I have been using ColdFusion 2016 and ZingCharts (bundled) to dynamically create charts using SQL Server, with a time series on the X axis. When there are time gaps I would like the line chart to also show a gap, but instead the line is continuous and plots each datapoint consecutively.
A pic of the chart the way it is plotting now, you can see there is no 'gap' between the Oct 29 and March dates, the data just run together:
My data are generally in 15min increments, but there are stretches of time (days or months) where there are gaps in the timeseries and data. I contacted ZingCharts to ask if there was some kind of style tag that controls whether the dates are displayed consecutively or with gaps and there is not. It's something that has to be manipulated at the data-level. If my data were hardcoded I would have to add null values so that the charts would plot with gaps in the timeseries, but my charts are dynamic (a user can choose any number of 7 parameters to add to the chart for a date range they choose). I have found information on how to solve this for hardcoded data, but I'm looking for ideas for solutions for dynamically loaded data/series. I have also found information on a deprecated coldfusion tag for the XML file, isInterpolated="false"
, but that's no longer an option.
My question is what is the best way to solve this? I found some information about creating a calendar table in SQL Server and unioning that with the table(s) providing the data so that all datetimes would be filled. I was wondering if there's another approach that I'm not thinking of? Thanks for any help, I'm very new at all of this.
Update: Here is the current query for the data, which is a bit complicated.
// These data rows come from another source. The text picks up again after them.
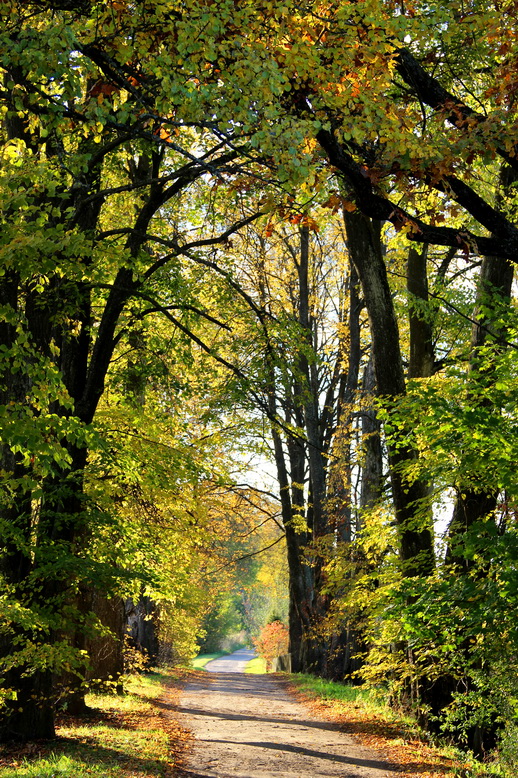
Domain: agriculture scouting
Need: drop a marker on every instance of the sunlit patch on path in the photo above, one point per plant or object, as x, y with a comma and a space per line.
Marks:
248, 726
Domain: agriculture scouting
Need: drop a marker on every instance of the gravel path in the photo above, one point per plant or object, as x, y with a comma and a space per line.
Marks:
248, 726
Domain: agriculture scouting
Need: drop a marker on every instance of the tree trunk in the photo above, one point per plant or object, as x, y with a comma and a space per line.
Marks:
410, 498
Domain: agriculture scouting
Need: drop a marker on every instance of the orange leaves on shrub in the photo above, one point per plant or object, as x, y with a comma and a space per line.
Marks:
272, 642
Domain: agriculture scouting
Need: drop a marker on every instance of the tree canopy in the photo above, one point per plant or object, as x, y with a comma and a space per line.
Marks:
279, 233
It pulls "Nth" rows based on how many parameters (7 available) are selected and how many days are in the date range:
SELECT
distinct
datepart(year, t.sample_date) as [year]
,datepart(month, t.sample_date) as [month]
,datepart(day, t.sample_date) as [day]
,datepart(hour, t.sample_time) as [hr]
,datepart(minute, t.sample_time) as [min]
,convert(varchar(10), t.sample_date, 1) + ' ' +
RIGHT('0' + CONVERT([varchar](2), DATEPART(HOUR, t.sample_time)), 2) + ':' +
RIGHT('0' + CONVERT([varchar](2), DATEPART(MINUTE, t.sample_time)), 2) AS [datetime]
,t.stationdesc
<cfif isDefined("form.parameter") and ListFindNoCase(form.parameter, "salinity")>,ROUND(t.salinity,1) as salinity</cfif>
<!---plus 6 more parameters--->
FROM (
SELECT
[sample_date]
,sample_time
,stationdesc
<cfif isDefined("form.parameter") and ListFindNoCase(form.parameter, "salinity") >,salinity</cfif>
<!---plus 6 more parameters--->
, row_number() OVER (ORDER BY streamcode) AS rownum
FROM MyUnionizedTables
WHERE stationdesc = (<cfqueryparam value="#form.station#" cfsqltype="cf_sql_varchar">)
AND [sample_date] BETWEEN (<cfqueryparam value='#Form.StartDate#' cfsqltype="cf_sql_date">)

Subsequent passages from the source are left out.